Son fanatisme en apparence glacé était profond, tumultueux, fantasmagorique et brûlant de sincérité. Il suffit de lire ses discours, d'en entendre les enregistrements qui subsistent, pour se rendre compte que ce mystique du « mythe du sang » croyait de tout son être à ce qu'il disait et qu'il ne reculait devant rien, aucun crime, pour réaliser les objectifs fixés par son Führer.
Heinrich Himmler est né le 7 octobre 1900, à Munich, au deuxième étage d'une maison qui était sise au n° 2 de la Hildegardstrasse. Son père, le professeur .Gebhard Himmler, était alors âgé de trente-cinq ans et occupait un poste au lycée de Munich, après avoir été le précepteur du prince Heinrich de Bavière. Cet homme, très studieux et pédant, était conscient du prestige social que lui conférait le patronage de la maison royale Wittelsbach de Bavière. Aussi demanda-t-il au prince Heinrich de lui faire la faveur d'être 'le parrain de son deuxième fils (l'aîné, Geghard, était né en 1893 et le cadet, Ernst, naîtra en 1905). Le prince accepta.
Les trois fils Himmler furent élevés, selon les méthodes de l'époque, dans une famille catholique qui ne plaisantait pas avec la morale, l'obéissance et les convenances, et dans l'amour et le respect de la patrie allemande. Fils docile, affectueux et respectueux, Heinrich entretiendra avec les membres de sa famille des relations excellentes jusqu'à la fin de leur vie.
Heidrich
Himmler et Heydrich formaient une antithèse complète. Heydrich, élégant, sportif, de type pseudo-nordique, prétentieux comme une star, coureur effréné de jupons, qu'on surnommera « le roi des boîtes de nuit de la politique », bref dans son propos, tranchant comme un rasoir, systématique et réglé comme une machine électronique, n'ayant de ressentiments que personnels, était très exactement le contraire de Himmler.
Il est difficile de démêler les rapports précis entre les deux chefs SS. Cependant, sur un point, il n'existe pas le moindre doute : dans l'association, Heydrich était officiellement au second plan mais, en réalité, il jouait le rôle déterminant ; à sa manière, bien entendu. Analysant très exactement les faiblesses du Reichsführer SS et sachant qu'il pouvait tabler sur sa vanité et son complexe d'infériorité, Heydrich entreprenait de l'alimenter « en douceur » en idées et en réalisations, s'y prenant de la façon la plus subtile. Jamais le moindre indice n'en parviendra au public.
L'adjoint de Heydrich, Walter Schellenberg, chef du SD Etranger (service de Renseignements à l'étranger), ne s'y trompa pas. Il écrira : « Je sortis du bureau de Heydrich vivement impressionné par la force de sa personnalité, développée à un point que je n'avais jamais vu et que je n'ai jamais rencontré depuis (...).
« Cet homme constituait le pivot caché autour duquel tournait le régime nazi. L'évolution de toute une nation était indirectement guidée par ce puissant caractère. Il était de beaucoup supérieur à tous ses collègues politiques et il les contrôlait, comme il contrôlait la vaste organisation de renseignements du SD. »

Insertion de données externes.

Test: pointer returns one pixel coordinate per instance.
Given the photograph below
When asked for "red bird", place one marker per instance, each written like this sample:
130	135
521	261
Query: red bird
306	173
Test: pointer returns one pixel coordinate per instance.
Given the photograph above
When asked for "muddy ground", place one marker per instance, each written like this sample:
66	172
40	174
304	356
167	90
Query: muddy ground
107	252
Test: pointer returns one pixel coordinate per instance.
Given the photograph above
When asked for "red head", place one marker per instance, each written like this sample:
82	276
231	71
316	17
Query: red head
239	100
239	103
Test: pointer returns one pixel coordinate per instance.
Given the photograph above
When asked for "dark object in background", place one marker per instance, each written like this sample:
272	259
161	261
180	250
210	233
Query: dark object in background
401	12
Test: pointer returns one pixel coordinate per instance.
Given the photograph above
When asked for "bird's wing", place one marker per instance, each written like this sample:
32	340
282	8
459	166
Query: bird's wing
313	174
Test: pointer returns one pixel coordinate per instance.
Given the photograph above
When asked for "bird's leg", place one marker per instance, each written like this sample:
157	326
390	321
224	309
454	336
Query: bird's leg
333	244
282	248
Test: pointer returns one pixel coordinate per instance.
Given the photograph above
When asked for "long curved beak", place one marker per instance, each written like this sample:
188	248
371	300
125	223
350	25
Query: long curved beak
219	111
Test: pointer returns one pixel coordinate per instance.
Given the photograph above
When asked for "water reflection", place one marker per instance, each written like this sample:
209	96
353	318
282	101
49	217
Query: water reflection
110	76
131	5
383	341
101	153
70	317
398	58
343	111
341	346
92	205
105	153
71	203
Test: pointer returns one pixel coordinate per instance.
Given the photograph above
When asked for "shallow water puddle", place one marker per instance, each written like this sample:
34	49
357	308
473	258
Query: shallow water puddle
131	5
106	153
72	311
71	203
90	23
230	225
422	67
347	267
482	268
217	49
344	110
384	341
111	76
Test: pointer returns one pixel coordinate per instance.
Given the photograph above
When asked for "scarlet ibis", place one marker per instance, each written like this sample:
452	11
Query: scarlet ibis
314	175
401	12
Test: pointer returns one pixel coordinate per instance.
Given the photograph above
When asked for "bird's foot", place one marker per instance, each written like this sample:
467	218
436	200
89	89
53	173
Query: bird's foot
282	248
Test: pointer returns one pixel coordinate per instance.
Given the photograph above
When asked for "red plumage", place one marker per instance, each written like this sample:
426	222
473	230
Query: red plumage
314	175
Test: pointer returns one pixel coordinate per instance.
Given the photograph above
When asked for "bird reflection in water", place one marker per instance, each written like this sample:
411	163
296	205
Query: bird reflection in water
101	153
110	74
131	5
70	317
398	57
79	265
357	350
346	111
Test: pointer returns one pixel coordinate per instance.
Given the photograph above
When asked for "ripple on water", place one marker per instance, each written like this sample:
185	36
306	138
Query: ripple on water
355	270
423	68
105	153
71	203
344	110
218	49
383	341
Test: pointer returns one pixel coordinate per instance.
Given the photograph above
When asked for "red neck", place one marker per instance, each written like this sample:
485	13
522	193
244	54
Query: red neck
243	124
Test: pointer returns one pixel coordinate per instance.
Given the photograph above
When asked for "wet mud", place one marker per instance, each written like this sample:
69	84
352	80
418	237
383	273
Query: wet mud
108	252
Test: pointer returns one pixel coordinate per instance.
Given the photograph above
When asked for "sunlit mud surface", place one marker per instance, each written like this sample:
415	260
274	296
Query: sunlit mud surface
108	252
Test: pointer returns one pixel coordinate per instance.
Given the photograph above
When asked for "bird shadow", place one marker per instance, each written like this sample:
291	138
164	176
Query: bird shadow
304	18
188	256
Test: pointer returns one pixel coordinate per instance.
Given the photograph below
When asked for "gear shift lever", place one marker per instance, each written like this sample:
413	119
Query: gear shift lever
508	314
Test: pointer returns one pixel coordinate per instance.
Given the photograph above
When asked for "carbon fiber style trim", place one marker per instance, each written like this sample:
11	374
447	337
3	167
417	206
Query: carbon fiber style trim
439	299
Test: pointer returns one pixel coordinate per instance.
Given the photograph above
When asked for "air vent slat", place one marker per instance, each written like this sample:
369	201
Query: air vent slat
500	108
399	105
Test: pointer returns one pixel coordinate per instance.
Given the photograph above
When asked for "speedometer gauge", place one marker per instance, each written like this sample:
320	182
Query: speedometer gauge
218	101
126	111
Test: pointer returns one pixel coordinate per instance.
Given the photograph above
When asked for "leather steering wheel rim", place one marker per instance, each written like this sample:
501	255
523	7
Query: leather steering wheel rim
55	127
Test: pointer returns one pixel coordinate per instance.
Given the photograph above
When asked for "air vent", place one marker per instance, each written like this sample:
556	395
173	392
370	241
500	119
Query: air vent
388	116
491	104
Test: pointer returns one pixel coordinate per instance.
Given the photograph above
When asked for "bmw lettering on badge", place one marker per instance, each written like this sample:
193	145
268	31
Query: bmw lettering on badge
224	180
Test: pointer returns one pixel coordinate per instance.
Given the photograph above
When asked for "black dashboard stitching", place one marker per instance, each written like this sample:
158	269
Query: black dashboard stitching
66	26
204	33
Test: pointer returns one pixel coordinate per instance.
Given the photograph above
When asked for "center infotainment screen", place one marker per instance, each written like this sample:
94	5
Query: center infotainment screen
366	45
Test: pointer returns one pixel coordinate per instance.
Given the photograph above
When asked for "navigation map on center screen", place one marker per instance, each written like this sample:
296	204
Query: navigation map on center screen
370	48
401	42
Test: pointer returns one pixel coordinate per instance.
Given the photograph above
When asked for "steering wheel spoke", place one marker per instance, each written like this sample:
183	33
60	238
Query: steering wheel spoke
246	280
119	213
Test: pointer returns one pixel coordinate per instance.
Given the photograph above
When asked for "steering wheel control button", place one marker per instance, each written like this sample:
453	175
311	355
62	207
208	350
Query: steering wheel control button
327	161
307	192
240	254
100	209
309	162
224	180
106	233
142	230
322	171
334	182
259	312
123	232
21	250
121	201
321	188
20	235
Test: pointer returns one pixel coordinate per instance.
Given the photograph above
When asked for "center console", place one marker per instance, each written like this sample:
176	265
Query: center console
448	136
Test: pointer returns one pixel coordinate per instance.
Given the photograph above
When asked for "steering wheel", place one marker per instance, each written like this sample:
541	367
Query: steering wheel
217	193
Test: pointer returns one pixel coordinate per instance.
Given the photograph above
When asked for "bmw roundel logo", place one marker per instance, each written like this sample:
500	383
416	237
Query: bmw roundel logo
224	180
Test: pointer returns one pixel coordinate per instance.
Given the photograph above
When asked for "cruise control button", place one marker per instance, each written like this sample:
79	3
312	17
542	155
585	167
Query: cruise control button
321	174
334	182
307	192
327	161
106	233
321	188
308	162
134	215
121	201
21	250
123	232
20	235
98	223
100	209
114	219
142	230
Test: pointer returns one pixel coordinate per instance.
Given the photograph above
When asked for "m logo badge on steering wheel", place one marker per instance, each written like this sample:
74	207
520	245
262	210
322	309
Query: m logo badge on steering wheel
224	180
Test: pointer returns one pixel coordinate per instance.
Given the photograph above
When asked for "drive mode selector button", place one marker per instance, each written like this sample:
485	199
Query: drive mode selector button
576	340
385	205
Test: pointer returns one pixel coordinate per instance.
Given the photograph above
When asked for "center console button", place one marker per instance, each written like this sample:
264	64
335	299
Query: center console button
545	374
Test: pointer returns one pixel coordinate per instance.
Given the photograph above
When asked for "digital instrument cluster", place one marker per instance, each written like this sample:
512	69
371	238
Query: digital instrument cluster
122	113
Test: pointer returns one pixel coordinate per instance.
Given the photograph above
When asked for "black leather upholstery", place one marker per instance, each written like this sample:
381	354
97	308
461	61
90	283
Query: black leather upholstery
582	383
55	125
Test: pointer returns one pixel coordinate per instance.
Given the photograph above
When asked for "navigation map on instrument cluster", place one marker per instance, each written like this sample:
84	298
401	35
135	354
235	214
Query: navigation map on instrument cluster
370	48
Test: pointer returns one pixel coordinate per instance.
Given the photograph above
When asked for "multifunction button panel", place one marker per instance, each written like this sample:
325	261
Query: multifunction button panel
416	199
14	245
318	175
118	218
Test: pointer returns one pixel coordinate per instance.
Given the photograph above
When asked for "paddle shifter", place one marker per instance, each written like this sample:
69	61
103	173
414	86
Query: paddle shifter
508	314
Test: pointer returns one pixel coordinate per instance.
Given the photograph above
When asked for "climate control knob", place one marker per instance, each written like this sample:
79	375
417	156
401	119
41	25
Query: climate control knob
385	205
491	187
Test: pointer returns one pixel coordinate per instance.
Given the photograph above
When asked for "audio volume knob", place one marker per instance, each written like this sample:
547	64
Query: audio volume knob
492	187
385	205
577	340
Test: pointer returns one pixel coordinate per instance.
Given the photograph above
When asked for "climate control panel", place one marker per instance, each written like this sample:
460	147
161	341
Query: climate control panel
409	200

En quelques années, Heydrich réussit à être l'homme le plus redoutable du III° Reich, alors que Himmler en était l'homme le plus redouté.
Les ambitions de Heydrich étaient sans limite. Il développa son service de Sécurité et de Renseignements à un point difficilement imaginable. Rien ni personne ne lui résistait. Sauf une seule personne : il ne put, de son vivant, abattre l'amiral Wilhelm Canaris, le célèbre « petit amiral », chef de l'Abwehr (service de renseignements de l'armée allemande, indépendant du parti comme des SS), malgré une lutte secrète, « mouchetée », féroce, qui dura de 1935 à 1942.

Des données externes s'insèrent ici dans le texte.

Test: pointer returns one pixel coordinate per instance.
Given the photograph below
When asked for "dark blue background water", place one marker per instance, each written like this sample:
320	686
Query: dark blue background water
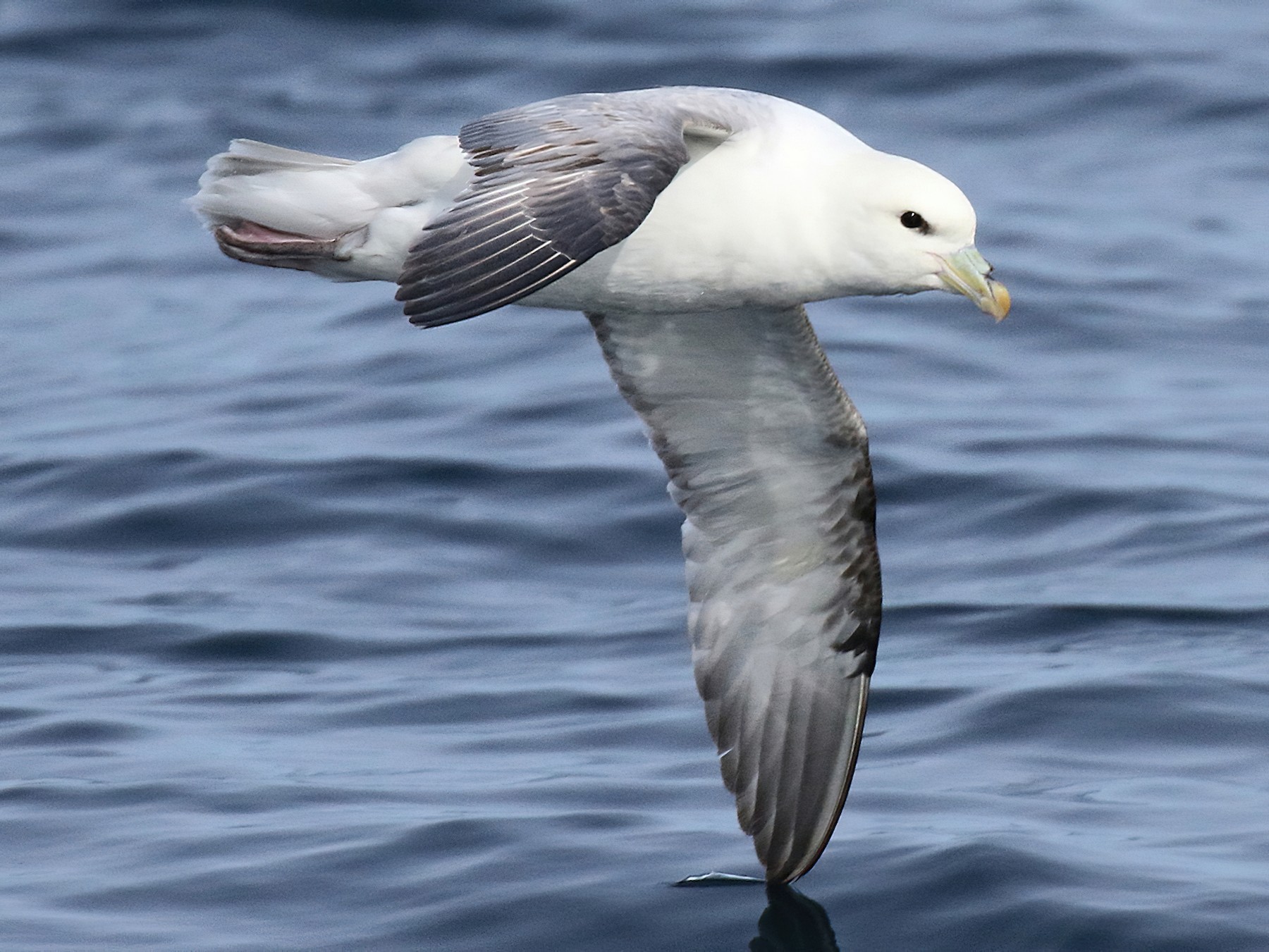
323	633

Dès 1931, Heydrich était convaincu que, tôt ou tard, Hitler prendrait le pouvoir. C'est pourquoi il créa délibérément -- presque à l'insu de Himmler — à l'intérieur même des SS, une organisation bien à lui pour doubler et, si nécessaire, remplacer tout l'appareil du gouvernement, amorçant ainsi un Etat dans l'Etat.